South Africa’s international relations minister, Naledi Pandor said this in the wake of a wave of xenophobic attacks.

Talking to migrant representatives, she said that African leaders should not be allowed to worsen conditions in their countries and expect others to deal with the resulting migration.

Twelve people were killed earlier this month when mobs attacked foreign-owned businesses, mainly in Johannesburg.

Ten of the victims were South African and two were Zimbabweans.

President Cyril Ramaphosa said that he felt ashamed by the recent violence.

“We are very concerned and of course as a nation we [are] ashamed because this goes against the ethos of what South Africa stands for,” he said.

But in looking for solutions, the international relations minister suggested this was not just a South African issue.
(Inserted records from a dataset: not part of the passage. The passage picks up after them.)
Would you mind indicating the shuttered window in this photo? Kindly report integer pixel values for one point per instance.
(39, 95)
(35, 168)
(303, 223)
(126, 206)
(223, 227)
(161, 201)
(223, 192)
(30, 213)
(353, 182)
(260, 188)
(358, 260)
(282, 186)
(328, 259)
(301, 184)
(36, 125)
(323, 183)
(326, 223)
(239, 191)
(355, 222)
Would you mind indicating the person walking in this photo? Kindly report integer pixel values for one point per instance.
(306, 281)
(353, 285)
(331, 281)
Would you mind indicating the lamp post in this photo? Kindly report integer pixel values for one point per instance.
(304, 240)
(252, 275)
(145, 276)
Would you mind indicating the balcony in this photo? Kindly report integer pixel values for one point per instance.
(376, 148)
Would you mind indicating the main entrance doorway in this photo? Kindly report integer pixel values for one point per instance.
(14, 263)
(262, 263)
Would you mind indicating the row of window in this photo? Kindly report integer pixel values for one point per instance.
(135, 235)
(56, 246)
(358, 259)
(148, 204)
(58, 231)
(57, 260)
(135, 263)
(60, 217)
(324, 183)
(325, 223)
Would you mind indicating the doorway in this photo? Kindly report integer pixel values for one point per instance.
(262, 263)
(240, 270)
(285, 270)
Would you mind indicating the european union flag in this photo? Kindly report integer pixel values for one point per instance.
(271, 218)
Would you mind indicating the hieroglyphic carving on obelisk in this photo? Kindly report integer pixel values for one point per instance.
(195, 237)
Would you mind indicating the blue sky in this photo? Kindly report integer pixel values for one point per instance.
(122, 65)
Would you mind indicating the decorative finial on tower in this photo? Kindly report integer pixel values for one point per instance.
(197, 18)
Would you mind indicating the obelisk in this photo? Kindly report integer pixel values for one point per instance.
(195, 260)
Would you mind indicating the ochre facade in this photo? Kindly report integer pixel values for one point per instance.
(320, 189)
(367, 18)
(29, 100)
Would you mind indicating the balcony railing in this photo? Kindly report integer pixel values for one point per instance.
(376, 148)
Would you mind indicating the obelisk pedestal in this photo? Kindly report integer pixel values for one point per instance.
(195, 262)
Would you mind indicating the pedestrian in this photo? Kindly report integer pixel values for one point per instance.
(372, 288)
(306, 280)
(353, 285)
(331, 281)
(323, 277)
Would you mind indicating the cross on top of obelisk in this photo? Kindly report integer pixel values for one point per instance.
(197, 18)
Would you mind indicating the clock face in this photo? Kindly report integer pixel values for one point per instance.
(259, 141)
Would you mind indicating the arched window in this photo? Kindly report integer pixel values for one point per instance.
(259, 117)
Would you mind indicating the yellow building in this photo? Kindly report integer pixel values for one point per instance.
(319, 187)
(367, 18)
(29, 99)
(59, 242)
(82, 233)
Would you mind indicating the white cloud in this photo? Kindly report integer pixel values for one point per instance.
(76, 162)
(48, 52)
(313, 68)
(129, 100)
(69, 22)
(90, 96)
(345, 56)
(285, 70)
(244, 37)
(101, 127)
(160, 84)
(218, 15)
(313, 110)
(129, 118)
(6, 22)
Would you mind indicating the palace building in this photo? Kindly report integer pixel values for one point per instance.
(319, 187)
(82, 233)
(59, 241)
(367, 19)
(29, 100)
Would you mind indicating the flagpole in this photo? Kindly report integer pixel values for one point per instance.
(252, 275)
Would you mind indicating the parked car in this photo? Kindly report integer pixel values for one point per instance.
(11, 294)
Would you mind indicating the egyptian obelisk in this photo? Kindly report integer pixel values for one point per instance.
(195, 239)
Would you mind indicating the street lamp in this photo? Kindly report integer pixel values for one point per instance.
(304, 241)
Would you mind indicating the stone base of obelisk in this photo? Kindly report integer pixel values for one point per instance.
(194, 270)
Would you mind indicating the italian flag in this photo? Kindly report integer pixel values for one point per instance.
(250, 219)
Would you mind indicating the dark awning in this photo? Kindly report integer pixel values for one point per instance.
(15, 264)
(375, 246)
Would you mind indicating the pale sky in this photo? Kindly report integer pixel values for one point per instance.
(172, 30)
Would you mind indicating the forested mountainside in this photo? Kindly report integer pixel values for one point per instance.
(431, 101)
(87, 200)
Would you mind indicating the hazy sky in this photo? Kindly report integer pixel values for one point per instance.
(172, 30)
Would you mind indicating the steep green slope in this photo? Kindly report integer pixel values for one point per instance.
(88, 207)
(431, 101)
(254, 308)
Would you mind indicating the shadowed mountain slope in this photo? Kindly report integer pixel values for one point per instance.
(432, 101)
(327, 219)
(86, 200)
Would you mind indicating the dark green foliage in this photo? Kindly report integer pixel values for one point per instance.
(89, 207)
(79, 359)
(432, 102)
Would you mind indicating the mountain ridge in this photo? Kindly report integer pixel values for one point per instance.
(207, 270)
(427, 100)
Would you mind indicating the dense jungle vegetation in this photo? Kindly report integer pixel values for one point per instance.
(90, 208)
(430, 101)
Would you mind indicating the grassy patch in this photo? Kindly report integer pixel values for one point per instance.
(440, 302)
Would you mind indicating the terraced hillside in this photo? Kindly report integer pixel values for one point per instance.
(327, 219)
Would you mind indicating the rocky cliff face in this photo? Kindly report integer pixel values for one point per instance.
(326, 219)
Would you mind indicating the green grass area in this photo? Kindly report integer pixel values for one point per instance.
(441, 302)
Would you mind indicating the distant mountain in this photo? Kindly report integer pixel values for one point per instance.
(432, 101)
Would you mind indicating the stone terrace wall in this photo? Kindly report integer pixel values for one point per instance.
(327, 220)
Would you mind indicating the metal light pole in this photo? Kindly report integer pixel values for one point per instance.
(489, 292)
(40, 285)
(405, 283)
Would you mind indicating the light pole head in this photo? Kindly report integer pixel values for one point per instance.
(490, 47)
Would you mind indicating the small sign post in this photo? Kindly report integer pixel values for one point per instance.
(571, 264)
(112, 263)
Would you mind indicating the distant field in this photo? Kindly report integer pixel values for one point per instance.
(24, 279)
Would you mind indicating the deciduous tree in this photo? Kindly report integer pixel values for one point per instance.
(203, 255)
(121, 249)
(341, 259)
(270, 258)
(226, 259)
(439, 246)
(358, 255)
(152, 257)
“We need to talk about the role that sending countries and transit countries play in assisting receiving countries such as South Africa, Kenya, Uganda and many others and in helping them manage the issue of migration far more effectively,” Ms Pandor told members of the African Diaspora Forum in Pretoria.

South Africa has become a magnet for migrants from other parts of Africa as it has one of the continent’s biggest and most developed economies.

But there is also high unemployment in the country and some people feel foreigners are taking their jobs.

Ms Pandor turned to the continent’s need for rapid economic development to help deal with the rising population.

“No leader should be allowed to get away with allowing degradation and expecting someone else to provide a response to their countrymen and women,” she said.

The people who have migrated to South Africa “tended to be… poor and unskilled, just as many millions of black South Africans are”, she said.

She said better education would help improve people’s job prospects.

South Africa has faced damning criticism from leaders of other African countries over the violence.

Nigeria was notably outspoken and South Africa has issued an apology to the country.